The AssignmentOrDeclaration parser is easily written:

  AssignmentOrDeclaration<int &framesize>
  =                             (. TABLE_types vartype, exptype;
                                   TABLE_entries entry; .)
     Designator<classset(TABLE_vars, TABLE_enums), entry, vartype>
     (                          (. if (entry.idclass != TABLE_vars) SemError(206); .)
         AssignOp
         Expression<exptype>    (. if (compatible(vartype, exptype))
                                              /* ------------- extended */
                                     CGen->assign(entry.v.max);
                                   else SemError(218); .)
       | "++"                   (. if (incdectypes.memb(vartype))
                                              /* ------------- extended */
                                     CGen->increment(entry.v.max);
                                     else SemError(218); .)
       | "--"                   (. if (incdectypes.memb(vartype))
                                              /* ------------- extended */
                                     CGen->decrement(entry.v.max);
                                     else SemError(218); .)
       |                        (. if (entry.idclass != TABLE_enums) SemError(206); .)
           VarList<framesize, entry.type, entry.e.maxValue>
     ) WEAK ";" .

3. Brinch Hansen introduced an extended form of the WHILE loop into his language Edison:

       WhileStatement  =  "WHILE" Condition "DO" Statement
                          { "ELSE" Condition "DO" Statement }
                          "END" .

The Conditions are evaluated one at a time in the order written until one is found to be true, when the corresponding Statement is executed, after which the process of evaluating conditions is repeated. If no Condition is true, the loop terminates.

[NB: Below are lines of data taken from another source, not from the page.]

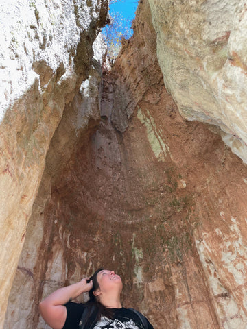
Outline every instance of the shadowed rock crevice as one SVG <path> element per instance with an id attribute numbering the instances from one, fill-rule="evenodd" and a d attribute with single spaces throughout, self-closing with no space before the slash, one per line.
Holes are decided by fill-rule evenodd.
<path id="1" fill-rule="evenodd" d="M 153 21 L 140 1 L 134 36 L 111 69 L 93 60 L 79 93 L 68 95 L 6 328 L 44 328 L 38 302 L 102 266 L 122 277 L 123 304 L 154 328 L 246 326 L 247 168 L 212 125 L 181 116 L 164 85 Z"/>

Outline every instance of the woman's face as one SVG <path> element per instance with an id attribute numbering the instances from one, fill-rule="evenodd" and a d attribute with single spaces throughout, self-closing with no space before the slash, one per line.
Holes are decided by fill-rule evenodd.
<path id="1" fill-rule="evenodd" d="M 113 289 L 119 290 L 121 292 L 123 284 L 119 276 L 114 271 L 102 269 L 97 274 L 97 281 L 102 292 L 107 293 Z"/>

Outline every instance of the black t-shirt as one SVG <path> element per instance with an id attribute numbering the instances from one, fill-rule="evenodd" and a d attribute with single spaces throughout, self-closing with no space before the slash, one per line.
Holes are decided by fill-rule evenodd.
<path id="1" fill-rule="evenodd" d="M 83 304 L 69 302 L 65 304 L 67 318 L 62 329 L 78 329 L 79 322 L 84 310 Z M 113 308 L 113 319 L 102 317 L 91 329 L 141 329 L 139 316 L 132 310 L 122 307 Z M 148 321 L 148 329 L 154 329 Z M 85 329 L 89 329 L 87 326 Z"/>

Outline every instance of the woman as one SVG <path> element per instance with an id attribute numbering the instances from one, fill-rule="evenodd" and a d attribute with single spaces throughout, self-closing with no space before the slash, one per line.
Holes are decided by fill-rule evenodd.
<path id="1" fill-rule="evenodd" d="M 41 315 L 54 329 L 153 329 L 141 313 L 122 307 L 122 288 L 119 276 L 99 269 L 91 278 L 52 293 L 40 303 Z M 71 302 L 86 292 L 86 304 Z"/>

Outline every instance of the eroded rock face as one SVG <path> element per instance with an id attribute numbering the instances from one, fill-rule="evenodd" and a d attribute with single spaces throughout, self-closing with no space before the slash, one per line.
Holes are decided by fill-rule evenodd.
<path id="1" fill-rule="evenodd" d="M 246 166 L 209 125 L 180 115 L 148 1 L 134 29 L 103 71 L 100 105 L 86 97 L 97 84 L 84 83 L 54 134 L 6 328 L 44 328 L 38 302 L 102 266 L 121 276 L 124 305 L 154 328 L 246 327 Z M 92 115 L 71 149 L 69 112 L 81 109 L 83 121 L 89 100 L 101 121 Z M 16 307 L 16 295 L 28 302 Z"/>
<path id="2" fill-rule="evenodd" d="M 86 2 L 1 4 L 1 326 L 50 141 L 106 20 L 108 1 Z M 78 132 L 79 121 L 70 122 Z"/>
<path id="3" fill-rule="evenodd" d="M 246 2 L 149 3 L 165 84 L 180 112 L 220 127 L 247 163 Z"/>

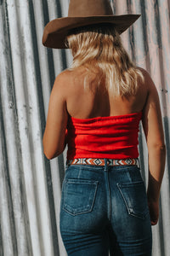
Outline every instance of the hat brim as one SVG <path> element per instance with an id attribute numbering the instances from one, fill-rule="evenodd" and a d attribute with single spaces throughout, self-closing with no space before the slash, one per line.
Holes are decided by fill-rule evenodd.
<path id="1" fill-rule="evenodd" d="M 66 49 L 65 40 L 70 30 L 99 23 L 110 23 L 119 32 L 122 33 L 140 15 L 105 15 L 86 17 L 64 17 L 48 22 L 43 31 L 42 44 L 48 48 Z"/>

How could stack machine code generation for this be implemented? Have I produced an LL(1) grammar? If not, where not?

  WhileStatement
  =                             (. CGEN_labels startloop, testlabel, dummylabel; .)
     "WHILE"                    (. CGen->storelabel(startloop); .)
     Condition "DO"             (. CGen->jumponfalse(testlabel, CGen->undefined); .)
     Statement                  (. CGen->jump(dummylabel, startloop); .)
     {                          (. CGen->backpatch(testlabel); .)
     "ELSE Condition "DO"       (. CGen->jumponfalse(testlabel, CGen->undefined); .)
     Statement                  (. CGen->jump(dummylabel, startloop); .)
     }                          (. CGen->backpatch(testlabel); .)
     "END" .

The choice of ELSE as the internal keyword is a little awkward - consider what would happen if the internal statement was an IF statement.